I’m on my 8th version…and finally like the fit.  Had I stuck with my original method, we’d be in month 11.  Because I switched up my workflow to prototyping, I found the perfect fit in 2 weeks.  I re-textured them and got the result I was looking for.

 

The struggle is real!

I wrestle with this all the time.  I’m a pretty smart guy, and I pride myself on doing the job right the first time.  Design and invention, however…these processes NEED iteration, refinement, and sometimes to be redone from the ground up.  Don’t spend time and energy creating PERFECT code, art that you’re completely in love with, or the perfect level – only to find that it just won’t work.  That’s how developers quit.  Time, energy, and sweat wasted for a discouraging end.

Build it first, then work out the details.

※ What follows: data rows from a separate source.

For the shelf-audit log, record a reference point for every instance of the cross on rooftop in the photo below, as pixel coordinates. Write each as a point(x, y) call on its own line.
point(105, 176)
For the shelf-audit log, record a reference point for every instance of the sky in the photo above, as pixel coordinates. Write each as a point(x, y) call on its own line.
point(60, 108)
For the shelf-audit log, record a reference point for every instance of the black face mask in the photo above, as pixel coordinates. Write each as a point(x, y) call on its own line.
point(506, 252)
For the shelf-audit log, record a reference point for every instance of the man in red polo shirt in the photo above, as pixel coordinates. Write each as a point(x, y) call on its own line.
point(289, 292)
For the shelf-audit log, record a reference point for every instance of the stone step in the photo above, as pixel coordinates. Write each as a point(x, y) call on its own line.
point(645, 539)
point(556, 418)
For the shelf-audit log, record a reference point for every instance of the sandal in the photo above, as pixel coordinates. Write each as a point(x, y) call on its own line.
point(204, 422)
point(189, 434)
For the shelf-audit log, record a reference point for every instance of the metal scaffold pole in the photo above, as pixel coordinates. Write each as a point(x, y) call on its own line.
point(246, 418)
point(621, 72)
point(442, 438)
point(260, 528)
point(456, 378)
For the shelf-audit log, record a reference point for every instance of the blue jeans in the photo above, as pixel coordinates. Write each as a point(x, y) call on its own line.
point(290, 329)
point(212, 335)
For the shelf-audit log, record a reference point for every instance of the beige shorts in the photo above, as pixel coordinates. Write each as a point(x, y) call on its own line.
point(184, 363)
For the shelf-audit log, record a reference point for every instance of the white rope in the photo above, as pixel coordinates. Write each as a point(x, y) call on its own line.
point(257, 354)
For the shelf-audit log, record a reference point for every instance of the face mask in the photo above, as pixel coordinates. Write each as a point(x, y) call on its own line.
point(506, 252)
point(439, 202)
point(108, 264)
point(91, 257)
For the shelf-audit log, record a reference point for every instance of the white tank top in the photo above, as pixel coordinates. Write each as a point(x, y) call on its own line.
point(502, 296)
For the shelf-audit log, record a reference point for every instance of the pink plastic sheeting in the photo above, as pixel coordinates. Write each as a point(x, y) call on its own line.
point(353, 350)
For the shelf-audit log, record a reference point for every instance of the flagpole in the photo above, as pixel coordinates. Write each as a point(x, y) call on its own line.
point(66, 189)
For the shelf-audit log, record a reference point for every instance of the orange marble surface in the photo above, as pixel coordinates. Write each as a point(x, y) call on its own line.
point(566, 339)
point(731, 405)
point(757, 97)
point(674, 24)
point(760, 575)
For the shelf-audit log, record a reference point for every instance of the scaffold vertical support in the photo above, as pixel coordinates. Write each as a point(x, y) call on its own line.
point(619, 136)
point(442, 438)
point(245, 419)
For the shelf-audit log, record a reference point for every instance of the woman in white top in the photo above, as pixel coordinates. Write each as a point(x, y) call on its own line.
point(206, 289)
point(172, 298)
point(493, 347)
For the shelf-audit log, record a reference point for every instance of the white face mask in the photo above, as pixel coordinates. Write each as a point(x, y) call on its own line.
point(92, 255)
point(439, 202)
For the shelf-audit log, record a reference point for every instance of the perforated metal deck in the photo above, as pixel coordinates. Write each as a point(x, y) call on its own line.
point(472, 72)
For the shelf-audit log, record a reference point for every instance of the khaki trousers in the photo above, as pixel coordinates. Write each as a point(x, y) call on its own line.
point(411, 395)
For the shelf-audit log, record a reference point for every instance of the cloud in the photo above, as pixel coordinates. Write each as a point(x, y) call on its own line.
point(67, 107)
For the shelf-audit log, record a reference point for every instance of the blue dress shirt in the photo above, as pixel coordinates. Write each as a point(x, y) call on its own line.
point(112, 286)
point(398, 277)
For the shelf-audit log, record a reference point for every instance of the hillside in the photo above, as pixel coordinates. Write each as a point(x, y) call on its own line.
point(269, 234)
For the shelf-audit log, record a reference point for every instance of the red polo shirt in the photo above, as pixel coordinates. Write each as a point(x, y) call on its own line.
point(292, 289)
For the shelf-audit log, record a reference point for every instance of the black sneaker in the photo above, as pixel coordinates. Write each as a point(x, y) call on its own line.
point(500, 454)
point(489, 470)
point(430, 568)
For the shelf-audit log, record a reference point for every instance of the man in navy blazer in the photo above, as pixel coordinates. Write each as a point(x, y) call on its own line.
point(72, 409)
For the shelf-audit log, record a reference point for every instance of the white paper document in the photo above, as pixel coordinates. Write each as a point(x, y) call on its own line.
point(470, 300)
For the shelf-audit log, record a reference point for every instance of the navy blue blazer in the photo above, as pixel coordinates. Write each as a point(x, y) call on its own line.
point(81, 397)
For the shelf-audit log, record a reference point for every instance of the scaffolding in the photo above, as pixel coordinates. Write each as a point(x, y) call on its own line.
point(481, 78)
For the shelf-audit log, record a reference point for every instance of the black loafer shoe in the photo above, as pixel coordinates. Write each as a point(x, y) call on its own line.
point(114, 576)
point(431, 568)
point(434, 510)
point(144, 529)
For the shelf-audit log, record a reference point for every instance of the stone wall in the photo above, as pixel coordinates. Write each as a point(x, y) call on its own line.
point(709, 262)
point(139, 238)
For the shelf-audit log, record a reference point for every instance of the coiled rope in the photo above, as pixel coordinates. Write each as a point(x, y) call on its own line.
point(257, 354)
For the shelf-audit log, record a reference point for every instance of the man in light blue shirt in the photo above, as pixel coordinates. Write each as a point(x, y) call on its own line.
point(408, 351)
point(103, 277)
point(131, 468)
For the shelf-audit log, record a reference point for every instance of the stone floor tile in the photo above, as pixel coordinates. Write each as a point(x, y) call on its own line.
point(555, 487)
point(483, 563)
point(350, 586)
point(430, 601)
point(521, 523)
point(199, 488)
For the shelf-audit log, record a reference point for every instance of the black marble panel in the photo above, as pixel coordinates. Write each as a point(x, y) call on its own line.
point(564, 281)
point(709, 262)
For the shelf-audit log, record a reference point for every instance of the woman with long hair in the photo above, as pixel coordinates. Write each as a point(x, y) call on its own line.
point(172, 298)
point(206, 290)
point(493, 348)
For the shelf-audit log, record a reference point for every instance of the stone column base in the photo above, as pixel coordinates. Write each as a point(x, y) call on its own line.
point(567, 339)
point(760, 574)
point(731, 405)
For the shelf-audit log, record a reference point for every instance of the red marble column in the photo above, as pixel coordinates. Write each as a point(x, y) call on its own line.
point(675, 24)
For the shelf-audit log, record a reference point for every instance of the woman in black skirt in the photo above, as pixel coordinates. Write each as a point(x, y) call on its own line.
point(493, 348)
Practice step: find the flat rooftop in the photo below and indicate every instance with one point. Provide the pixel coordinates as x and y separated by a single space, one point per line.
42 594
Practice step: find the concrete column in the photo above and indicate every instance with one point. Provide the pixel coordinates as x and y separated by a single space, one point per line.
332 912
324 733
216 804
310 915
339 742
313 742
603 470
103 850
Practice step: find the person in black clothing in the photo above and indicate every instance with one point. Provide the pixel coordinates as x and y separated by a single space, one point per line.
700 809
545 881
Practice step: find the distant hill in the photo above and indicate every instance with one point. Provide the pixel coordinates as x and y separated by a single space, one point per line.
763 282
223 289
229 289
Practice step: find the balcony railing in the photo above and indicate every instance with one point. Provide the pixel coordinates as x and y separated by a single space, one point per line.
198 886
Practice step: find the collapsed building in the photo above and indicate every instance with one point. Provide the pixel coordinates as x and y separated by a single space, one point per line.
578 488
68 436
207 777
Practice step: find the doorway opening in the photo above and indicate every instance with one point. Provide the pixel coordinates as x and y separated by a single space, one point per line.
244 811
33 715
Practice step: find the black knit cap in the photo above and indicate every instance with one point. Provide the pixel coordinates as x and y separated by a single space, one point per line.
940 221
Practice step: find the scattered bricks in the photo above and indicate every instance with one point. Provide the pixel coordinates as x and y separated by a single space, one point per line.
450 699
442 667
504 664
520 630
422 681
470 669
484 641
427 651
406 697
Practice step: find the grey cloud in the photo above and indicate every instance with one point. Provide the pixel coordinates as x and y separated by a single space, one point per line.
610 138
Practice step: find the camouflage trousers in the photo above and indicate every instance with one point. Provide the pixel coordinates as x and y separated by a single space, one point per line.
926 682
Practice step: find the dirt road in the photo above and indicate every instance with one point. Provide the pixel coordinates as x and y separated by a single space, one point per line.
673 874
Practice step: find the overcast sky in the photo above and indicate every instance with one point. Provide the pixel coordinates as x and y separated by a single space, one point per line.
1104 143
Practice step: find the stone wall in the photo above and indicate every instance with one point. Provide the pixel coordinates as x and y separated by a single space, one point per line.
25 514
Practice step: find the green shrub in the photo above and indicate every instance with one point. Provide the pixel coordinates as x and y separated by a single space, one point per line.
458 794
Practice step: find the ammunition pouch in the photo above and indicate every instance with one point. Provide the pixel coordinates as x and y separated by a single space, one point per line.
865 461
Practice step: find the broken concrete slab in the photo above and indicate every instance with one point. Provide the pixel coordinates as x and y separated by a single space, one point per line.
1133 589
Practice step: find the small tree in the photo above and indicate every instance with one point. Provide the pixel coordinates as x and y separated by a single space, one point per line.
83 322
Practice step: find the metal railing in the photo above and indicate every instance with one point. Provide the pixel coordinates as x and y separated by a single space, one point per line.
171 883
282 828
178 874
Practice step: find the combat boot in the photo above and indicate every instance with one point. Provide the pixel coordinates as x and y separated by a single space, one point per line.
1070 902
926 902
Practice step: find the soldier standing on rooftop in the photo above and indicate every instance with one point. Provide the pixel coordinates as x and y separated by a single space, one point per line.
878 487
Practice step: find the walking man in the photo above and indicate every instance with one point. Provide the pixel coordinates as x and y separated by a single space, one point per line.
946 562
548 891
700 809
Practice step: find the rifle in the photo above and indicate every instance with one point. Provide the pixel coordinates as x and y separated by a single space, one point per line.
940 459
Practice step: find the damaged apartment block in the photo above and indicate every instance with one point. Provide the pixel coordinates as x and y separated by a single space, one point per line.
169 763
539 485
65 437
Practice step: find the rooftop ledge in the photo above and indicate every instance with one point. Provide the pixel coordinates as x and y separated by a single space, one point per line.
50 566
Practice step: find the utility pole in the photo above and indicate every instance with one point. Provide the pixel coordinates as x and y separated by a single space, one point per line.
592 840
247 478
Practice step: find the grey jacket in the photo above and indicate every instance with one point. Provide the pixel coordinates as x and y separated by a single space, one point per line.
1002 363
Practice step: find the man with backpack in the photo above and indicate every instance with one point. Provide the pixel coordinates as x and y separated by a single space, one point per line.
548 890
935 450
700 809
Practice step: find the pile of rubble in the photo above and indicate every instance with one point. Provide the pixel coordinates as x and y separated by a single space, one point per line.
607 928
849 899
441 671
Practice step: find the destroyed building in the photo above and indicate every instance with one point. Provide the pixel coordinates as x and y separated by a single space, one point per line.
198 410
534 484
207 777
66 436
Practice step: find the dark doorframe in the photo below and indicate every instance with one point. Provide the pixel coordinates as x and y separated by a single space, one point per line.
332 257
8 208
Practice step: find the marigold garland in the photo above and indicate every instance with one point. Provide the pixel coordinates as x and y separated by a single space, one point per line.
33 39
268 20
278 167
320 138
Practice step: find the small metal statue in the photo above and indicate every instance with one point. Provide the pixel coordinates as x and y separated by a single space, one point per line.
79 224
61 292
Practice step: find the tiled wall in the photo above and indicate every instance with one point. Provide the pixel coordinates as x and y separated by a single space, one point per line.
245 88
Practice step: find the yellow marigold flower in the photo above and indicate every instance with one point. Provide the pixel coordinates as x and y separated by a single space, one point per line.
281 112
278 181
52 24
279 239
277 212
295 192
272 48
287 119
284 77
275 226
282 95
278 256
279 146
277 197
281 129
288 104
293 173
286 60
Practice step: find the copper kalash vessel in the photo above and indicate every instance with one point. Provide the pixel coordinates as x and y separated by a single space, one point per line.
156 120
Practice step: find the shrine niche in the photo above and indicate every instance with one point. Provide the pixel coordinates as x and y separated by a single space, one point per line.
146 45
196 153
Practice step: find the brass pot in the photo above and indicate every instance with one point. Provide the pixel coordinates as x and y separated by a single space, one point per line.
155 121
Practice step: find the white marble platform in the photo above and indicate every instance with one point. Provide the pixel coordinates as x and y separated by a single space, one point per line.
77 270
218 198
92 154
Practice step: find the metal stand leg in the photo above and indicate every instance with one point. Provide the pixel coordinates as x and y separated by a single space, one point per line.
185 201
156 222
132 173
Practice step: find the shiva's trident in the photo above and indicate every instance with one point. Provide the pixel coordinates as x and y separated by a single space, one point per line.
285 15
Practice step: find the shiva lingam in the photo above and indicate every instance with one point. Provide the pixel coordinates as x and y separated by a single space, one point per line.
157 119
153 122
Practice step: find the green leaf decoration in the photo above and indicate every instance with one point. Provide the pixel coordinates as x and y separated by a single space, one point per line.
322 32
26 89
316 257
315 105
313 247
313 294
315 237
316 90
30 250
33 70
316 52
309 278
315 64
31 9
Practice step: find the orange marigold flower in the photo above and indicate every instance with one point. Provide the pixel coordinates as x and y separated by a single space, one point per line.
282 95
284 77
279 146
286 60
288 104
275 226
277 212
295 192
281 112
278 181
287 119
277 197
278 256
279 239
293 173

My workflow, if you’re interested:

  1. Use primitives (basic colors, simple objects)
  2. Get a feel for what you want the end product to be.  Live with it and play with it in-editor for a while.
  3. Refine!  Unity makes it easy…drag and drop the “improved” versions straight into the ProjectName/Assets/FolderName where the prototype was.  If you kept your resolution and size the same (keep tiles in the same spot for tilemaps!), you’ll lose NOTHING!
  4. Repeat 2+3….a lot!

Over time, you’ll have a better result, in less time – trust me!!